Zoltan: all changes merged we have a single commit on the main, if we want to keep the history can merge from the branch
chai: there are multiple PRs over time that caused the issue in the queue, because reviewers did not know in which order to review, so atomicity preferred
… the second issue is the ongoing updates to align with WebIDL conventions, important for the overall pipeline, also important for other upcoming changes
… want to have these changes settled on the doc once for all, because subsequent changes need to align with these convention
… once this is merged, is this all settled for conventions and for style?

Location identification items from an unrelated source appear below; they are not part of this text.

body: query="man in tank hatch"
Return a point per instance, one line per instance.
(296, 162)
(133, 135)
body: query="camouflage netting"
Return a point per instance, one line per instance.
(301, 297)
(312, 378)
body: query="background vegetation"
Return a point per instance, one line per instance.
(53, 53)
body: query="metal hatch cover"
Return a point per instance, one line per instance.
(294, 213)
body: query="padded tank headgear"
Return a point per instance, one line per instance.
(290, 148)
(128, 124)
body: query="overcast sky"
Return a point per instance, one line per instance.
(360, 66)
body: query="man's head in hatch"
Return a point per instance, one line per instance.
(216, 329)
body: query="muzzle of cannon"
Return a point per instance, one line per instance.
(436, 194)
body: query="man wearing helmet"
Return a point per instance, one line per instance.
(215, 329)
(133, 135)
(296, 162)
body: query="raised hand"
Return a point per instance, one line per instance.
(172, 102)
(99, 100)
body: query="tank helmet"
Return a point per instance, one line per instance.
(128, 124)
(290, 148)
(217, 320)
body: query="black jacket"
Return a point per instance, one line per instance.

… once WebIDL conventions updates are done, any subsequent change will be more specific, correct?
Zoltan: correct
… that is why we stay a bit longer on the integration branch to ensure we meet the editorial quality expectations wrt conventions
chai: once done we abandon the integration branch?
Zoltan: correct
chai: sounds good
Zoltan: this does not stop main branch from advancing, I will track main
chai: we should try to apply the new conventions asap
Zoltan: only open is external review, otherwise we're good
chai: would like to review the content in the integration branch and merge it into main in a one commit everything squashed into one commit
<ningxin_hu> +1
ningxin_hu: +1 to what chai said
Summer break
anssik: we'll take a break in July and will resume our WG calls 10 August.
… GH remains open 24/7 and welcomes your contributions while the meetings are on a pause.
… Thanks for the amazing first half of 2023! We've achieved a lot, published a CR, grew our group, advanced implementations. And the second half looks even more exciting!